Chronic immune thrombocytopenia — or thrombocytopenia ˂100 x 109/L for more than 12 months — occurs in about 20% to 25% of cases.
When researchers reviewed the studies, they determined clinical predictors of chronic immune thrombocytopenia included female gender (OR=1.17; 95% CI, 1.04-1.31), absence of previous infections or vaccinations (OR=3.08; 95% CI, 2.19-4.32), and insidious onset of immune thrombocytopenia (OR=11.27; 95% CI, 6.27-20.27).
Age older than 11 years also was associated with chronic immune thrombocytopenia (OR=2.47; 95% CI, 1.94-3.15), and patients who developed chronic disease were a mean 2.68 years older (95% CI, 1.89-3.47) than those with disease resolution.
Researchers identified two laboratory measures — platelet counts ≥20 x 109/L at presentation (OR=2.15; 95% CI, 1.63-2.83) and the presence of antinuclear antibodies (OR=2.87; 95% CI, 1.57-5.24) — that increased risk for development of chronic immune thrombocytopenia.
Researchers determined patients treated with a combination of methylprednisolone and IV immunoglobulin were more likely to develop chronic immune thrombocytopenia (OR=2.67; 95% CI, 1.44-4.96), yet patients treated with IV immunoglobulin alone were less likely to develop chronic disease (OR=0.71 95% CI, 0.52-0.97).

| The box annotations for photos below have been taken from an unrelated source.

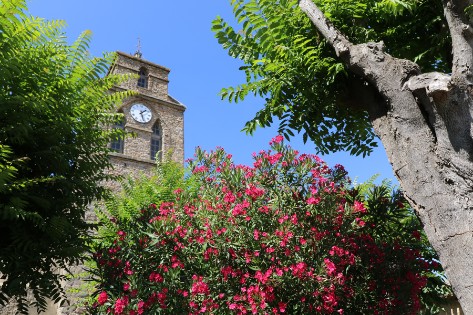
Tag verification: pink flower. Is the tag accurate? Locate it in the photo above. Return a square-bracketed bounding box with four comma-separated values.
[355, 218, 366, 227]
[191, 275, 210, 295]
[353, 200, 366, 213]
[306, 197, 320, 205]
[278, 302, 287, 313]
[97, 291, 108, 305]
[114, 296, 128, 314]
[324, 258, 337, 276]
[269, 135, 284, 145]
[138, 301, 145, 314]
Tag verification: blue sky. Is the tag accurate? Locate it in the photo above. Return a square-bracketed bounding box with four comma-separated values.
[28, 0, 394, 181]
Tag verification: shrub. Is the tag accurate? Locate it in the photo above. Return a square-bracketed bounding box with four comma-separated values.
[91, 136, 445, 314]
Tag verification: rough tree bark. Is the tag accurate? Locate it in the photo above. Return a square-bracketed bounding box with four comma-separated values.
[299, 0, 473, 314]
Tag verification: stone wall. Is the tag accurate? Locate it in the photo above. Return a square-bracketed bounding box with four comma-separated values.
[0, 52, 186, 315]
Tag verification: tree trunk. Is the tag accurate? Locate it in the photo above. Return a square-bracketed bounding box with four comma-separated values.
[299, 0, 473, 314]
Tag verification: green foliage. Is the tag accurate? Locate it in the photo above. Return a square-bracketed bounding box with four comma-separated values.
[85, 141, 448, 315]
[212, 0, 451, 156]
[92, 154, 184, 247]
[0, 0, 129, 313]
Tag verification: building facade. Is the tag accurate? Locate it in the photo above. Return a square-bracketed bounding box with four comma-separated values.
[0, 52, 186, 315]
[109, 52, 186, 189]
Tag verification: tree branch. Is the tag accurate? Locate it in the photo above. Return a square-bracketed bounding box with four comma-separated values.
[299, 0, 353, 59]
[443, 0, 473, 85]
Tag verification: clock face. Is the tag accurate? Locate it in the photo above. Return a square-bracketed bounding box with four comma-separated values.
[130, 104, 153, 123]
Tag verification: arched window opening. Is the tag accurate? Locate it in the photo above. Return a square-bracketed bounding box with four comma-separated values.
[150, 121, 162, 160]
[110, 117, 125, 153]
[138, 68, 148, 89]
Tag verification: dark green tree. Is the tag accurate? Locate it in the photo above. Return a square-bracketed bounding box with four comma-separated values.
[0, 0, 132, 313]
[213, 0, 473, 314]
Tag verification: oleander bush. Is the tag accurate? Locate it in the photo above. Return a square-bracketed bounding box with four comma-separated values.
[90, 136, 448, 314]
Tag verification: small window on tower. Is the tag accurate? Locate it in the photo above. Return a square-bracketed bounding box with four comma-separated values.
[138, 68, 148, 89]
[150, 121, 162, 160]
[110, 117, 125, 153]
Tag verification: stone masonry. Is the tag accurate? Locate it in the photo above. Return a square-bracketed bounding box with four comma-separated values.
[0, 52, 186, 315]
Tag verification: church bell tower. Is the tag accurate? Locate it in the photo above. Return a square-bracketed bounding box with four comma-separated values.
[109, 50, 186, 185]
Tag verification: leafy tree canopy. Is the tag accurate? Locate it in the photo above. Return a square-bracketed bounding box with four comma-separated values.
[0, 0, 133, 313]
[89, 141, 450, 314]
[212, 0, 451, 156]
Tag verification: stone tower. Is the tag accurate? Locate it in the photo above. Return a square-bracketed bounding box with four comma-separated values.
[109, 52, 186, 188]
[0, 51, 186, 315]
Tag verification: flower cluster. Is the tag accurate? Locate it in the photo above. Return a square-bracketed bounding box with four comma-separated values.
[91, 136, 446, 314]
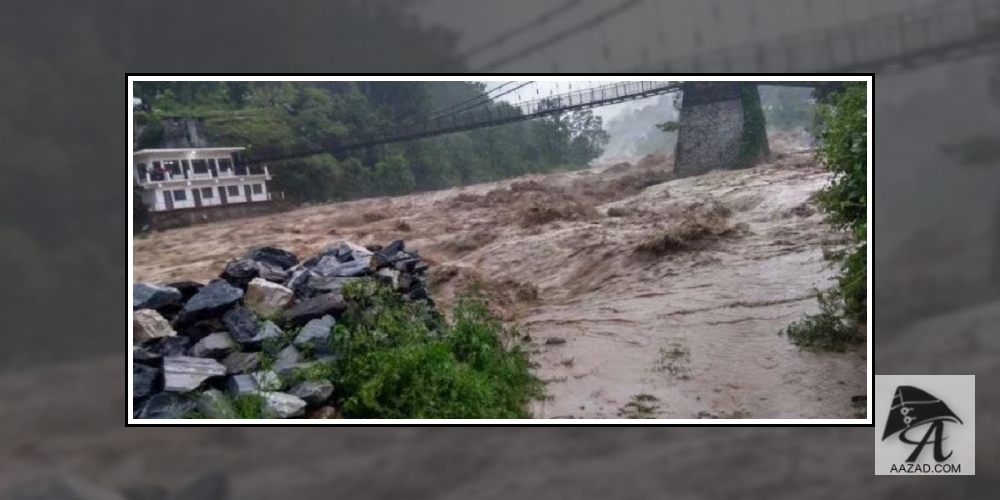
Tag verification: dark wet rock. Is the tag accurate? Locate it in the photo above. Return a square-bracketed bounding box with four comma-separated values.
[407, 282, 430, 300]
[219, 259, 260, 290]
[284, 293, 347, 326]
[244, 247, 299, 270]
[288, 380, 333, 406]
[138, 392, 198, 419]
[190, 332, 236, 358]
[222, 352, 261, 375]
[167, 281, 205, 302]
[258, 262, 289, 284]
[175, 279, 243, 326]
[163, 356, 226, 393]
[132, 309, 177, 344]
[195, 389, 239, 419]
[243, 278, 294, 316]
[249, 370, 283, 391]
[222, 306, 261, 344]
[132, 283, 183, 311]
[259, 392, 307, 418]
[375, 268, 402, 290]
[142, 336, 194, 358]
[271, 345, 302, 376]
[394, 259, 420, 273]
[313, 257, 369, 278]
[226, 373, 259, 396]
[285, 267, 312, 293]
[132, 345, 163, 367]
[306, 406, 340, 418]
[132, 363, 163, 399]
[293, 316, 337, 356]
[397, 273, 415, 292]
[337, 241, 375, 262]
[295, 273, 366, 299]
[249, 321, 284, 352]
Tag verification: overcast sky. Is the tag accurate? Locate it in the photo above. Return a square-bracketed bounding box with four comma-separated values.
[482, 81, 650, 123]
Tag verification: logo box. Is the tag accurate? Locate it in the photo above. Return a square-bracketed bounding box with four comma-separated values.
[872, 375, 976, 476]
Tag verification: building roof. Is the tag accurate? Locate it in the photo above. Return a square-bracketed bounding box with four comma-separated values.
[132, 148, 246, 156]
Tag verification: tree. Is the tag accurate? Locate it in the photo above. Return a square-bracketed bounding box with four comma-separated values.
[569, 109, 611, 165]
[783, 82, 868, 349]
[375, 155, 417, 196]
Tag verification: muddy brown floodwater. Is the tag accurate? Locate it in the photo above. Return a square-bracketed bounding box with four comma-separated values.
[134, 142, 866, 418]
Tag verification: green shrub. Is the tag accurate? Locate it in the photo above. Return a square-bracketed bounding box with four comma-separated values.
[782, 82, 868, 349]
[322, 282, 541, 419]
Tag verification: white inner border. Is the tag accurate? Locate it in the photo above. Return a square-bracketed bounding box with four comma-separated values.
[128, 75, 874, 426]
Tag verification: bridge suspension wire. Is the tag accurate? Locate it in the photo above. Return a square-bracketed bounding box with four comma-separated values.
[476, 0, 645, 72]
[406, 82, 534, 125]
[424, 82, 515, 120]
[430, 0, 583, 69]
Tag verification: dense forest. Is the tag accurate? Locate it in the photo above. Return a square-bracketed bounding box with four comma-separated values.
[134, 82, 608, 202]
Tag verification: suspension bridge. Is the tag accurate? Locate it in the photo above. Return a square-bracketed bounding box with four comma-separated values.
[255, 81, 836, 163]
[257, 0, 1000, 167]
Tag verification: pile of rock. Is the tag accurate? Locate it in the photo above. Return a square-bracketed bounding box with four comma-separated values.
[132, 240, 433, 419]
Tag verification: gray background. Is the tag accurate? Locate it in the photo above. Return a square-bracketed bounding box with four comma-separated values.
[0, 0, 1000, 500]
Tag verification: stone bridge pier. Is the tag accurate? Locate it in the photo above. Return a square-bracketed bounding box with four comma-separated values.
[674, 82, 770, 177]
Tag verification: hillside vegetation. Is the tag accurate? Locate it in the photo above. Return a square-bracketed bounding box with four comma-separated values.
[135, 82, 608, 202]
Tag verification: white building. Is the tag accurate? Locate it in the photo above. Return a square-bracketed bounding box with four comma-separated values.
[132, 148, 271, 212]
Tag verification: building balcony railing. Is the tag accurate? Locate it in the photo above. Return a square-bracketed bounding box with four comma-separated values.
[138, 166, 271, 184]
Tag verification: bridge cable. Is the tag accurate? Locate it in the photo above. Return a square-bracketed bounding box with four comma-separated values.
[430, 0, 583, 69]
[476, 0, 645, 72]
[423, 82, 515, 121]
[406, 82, 532, 125]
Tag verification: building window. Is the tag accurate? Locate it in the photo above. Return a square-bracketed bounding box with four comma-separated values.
[163, 161, 181, 175]
[191, 160, 208, 174]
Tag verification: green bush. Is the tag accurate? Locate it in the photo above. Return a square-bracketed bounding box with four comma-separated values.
[782, 82, 868, 349]
[312, 282, 541, 419]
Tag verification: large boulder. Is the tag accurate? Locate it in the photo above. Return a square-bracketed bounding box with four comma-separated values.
[243, 278, 294, 317]
[175, 279, 243, 326]
[284, 293, 347, 326]
[292, 316, 337, 356]
[132, 283, 184, 311]
[163, 356, 226, 393]
[244, 247, 299, 270]
[132, 309, 177, 345]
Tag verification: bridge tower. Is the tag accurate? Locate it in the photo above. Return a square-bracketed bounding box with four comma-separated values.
[674, 82, 770, 177]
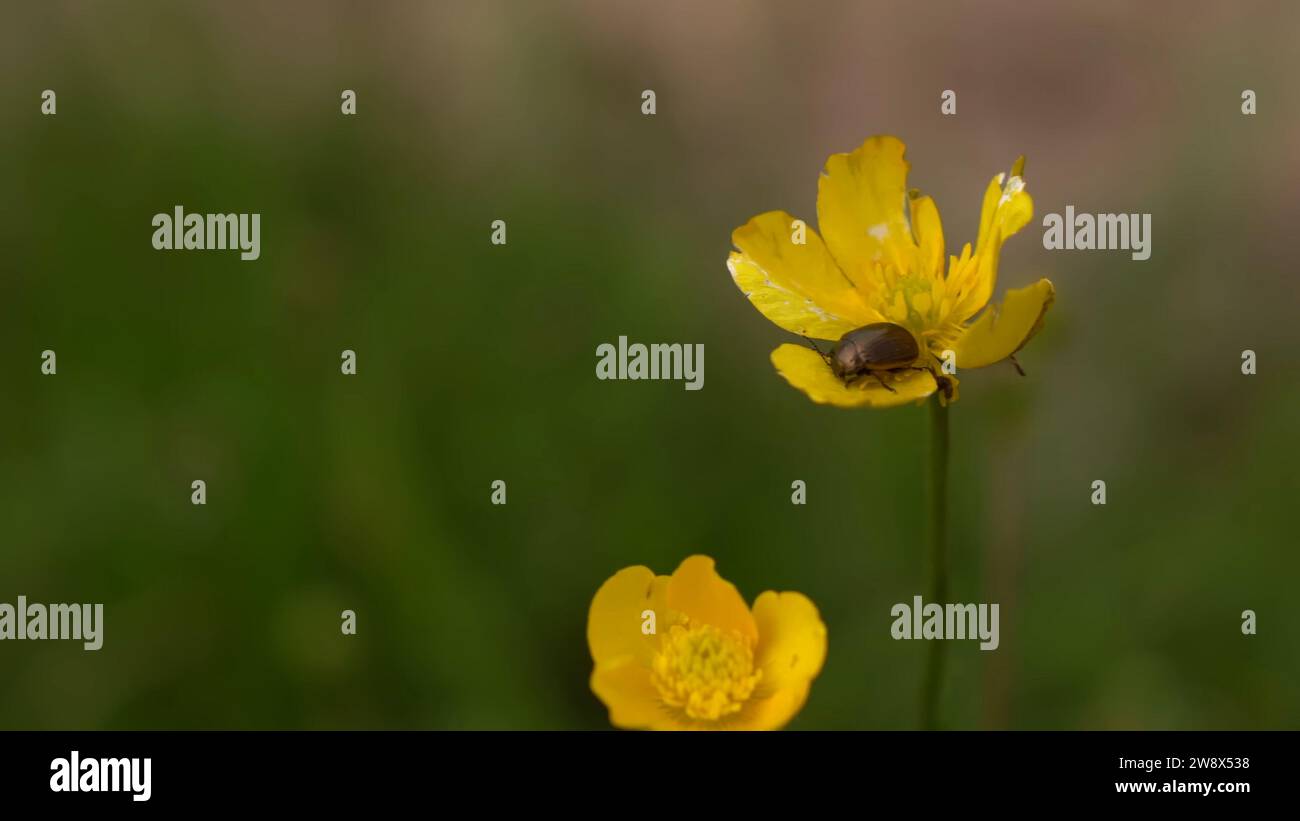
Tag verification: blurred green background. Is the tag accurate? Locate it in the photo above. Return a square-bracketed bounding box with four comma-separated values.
[0, 0, 1300, 729]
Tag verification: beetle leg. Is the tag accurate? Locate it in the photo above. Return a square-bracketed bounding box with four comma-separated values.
[871, 370, 898, 394]
[800, 334, 831, 365]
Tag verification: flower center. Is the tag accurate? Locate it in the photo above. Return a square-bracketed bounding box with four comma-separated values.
[651, 624, 763, 721]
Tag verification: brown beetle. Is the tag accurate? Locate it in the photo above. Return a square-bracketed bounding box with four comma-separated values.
[805, 322, 950, 394]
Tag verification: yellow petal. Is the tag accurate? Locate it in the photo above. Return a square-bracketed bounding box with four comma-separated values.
[816, 136, 917, 285]
[954, 164, 1034, 322]
[953, 279, 1056, 370]
[727, 210, 879, 339]
[772, 344, 936, 408]
[667, 556, 758, 642]
[754, 590, 826, 691]
[592, 656, 676, 730]
[907, 191, 944, 279]
[586, 565, 671, 665]
[725, 682, 809, 730]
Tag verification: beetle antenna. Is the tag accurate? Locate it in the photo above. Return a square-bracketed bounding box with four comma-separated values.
[800, 334, 831, 362]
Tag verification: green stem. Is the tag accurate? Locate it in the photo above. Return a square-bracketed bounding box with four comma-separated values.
[920, 394, 948, 730]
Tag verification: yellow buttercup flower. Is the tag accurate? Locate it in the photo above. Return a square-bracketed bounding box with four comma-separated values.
[586, 556, 826, 730]
[727, 136, 1056, 408]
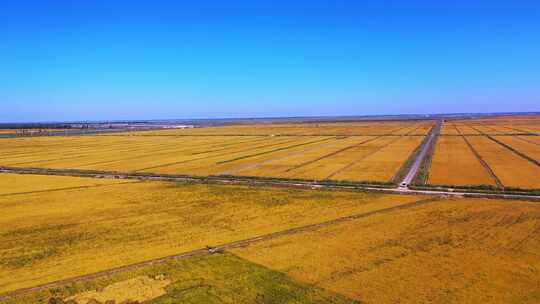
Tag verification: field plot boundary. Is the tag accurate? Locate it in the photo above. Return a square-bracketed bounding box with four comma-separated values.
[462, 135, 504, 189]
[325, 137, 402, 179]
[486, 135, 540, 167]
[0, 166, 540, 201]
[0, 198, 440, 301]
[514, 136, 540, 146]
[217, 138, 333, 164]
[285, 137, 380, 172]
[219, 137, 343, 175]
[412, 125, 438, 185]
[133, 137, 294, 172]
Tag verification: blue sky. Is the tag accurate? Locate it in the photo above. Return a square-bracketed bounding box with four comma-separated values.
[0, 0, 540, 122]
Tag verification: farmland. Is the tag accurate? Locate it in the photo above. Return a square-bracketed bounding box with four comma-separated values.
[0, 174, 540, 304]
[0, 121, 433, 182]
[429, 136, 496, 186]
[0, 117, 540, 304]
[0, 174, 422, 293]
[233, 199, 540, 303]
[427, 116, 540, 189]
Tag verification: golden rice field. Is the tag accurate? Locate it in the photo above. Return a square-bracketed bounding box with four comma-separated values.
[495, 136, 540, 161]
[0, 122, 432, 182]
[428, 136, 496, 186]
[0, 172, 540, 304]
[0, 173, 424, 293]
[442, 116, 540, 135]
[468, 136, 540, 188]
[233, 199, 540, 304]
[130, 120, 434, 136]
[5, 253, 358, 304]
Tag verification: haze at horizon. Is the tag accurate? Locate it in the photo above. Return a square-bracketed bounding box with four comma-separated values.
[0, 1, 540, 122]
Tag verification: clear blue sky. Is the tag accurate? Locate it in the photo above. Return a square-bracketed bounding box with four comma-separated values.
[0, 0, 540, 122]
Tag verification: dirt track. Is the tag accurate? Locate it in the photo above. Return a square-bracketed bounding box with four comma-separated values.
[0, 198, 439, 301]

“The protective effective of IV immunoglobulin is remarkable and needs confirmation in prospective randomized trials, as well as future laboratory studies to elucidate the mechanism of this effect,” Heitink-Pollé and colleagues wrote.
Patients who had mucosal bleeding at diagnosis also were less likely to develop chronic immune thrombocytopenia (OR=0.39; 95% CI, 0.28-0.54).
“The information provided by our systematic review serves the need for identification of reliable predictors for the outcome of immune thrombocytopenia and will guide researchers in the field of pediatric as well as adult immune thrombocytopenia to reflect on their own research as well as to design future studies,” the researchers concluded. “Based on our review, new prediction scores can be generated and tested in large cohorts of patients. To be able to compare prognostic risk factors, in future studies all predictors should be strictly defined and be recorded at time of diagnosis of immune thrombocytopenia. In this way, we might be able to identify patients at higher risk of developing chronic immune thrombocytopenia who may benefit from treatment to prevent a chronic course of immune thrombocytopenia.”
As the authors indicate, childhood immune thrombocytopenia (ITP) is considered to be a heterogeneous disease in terms of pathophysiology and clinical course. The authors concluded from their analysis that an older age of the patient, insidious onset, lack of a preceding infection, mild bleeding or higher platelet counts could be the strongest risk factors for chronic ITP. They also suggested that IV immunoglobulin treatment might protect against development of chronic ITP. Unfortunately, the cited article provided incomplete data regarding pathophysiology.
Patients who developed chronic ITP were aged older than 11 years compared with the younger children. Adolescents who manifest chronic ITP often have underlying immune dysfunction, such as those with Evan’s syndrome and combined variable immune deficiency. In addition, older children might have autoimmune lymphoproliferative disease underlying the predisposition to ITP. Those children with underlying disorders often prove refractory to conventional treatment with immunoglobulin and/or steroid therapy and may require immunosuppressive therapy. No mention in the article was made regarding the role of splenectomy. Future studies regarding a possible treatment need to evaluate the immune status of patients, especially adolescents, before randomized treatments with IV immunoglobulin are implemented.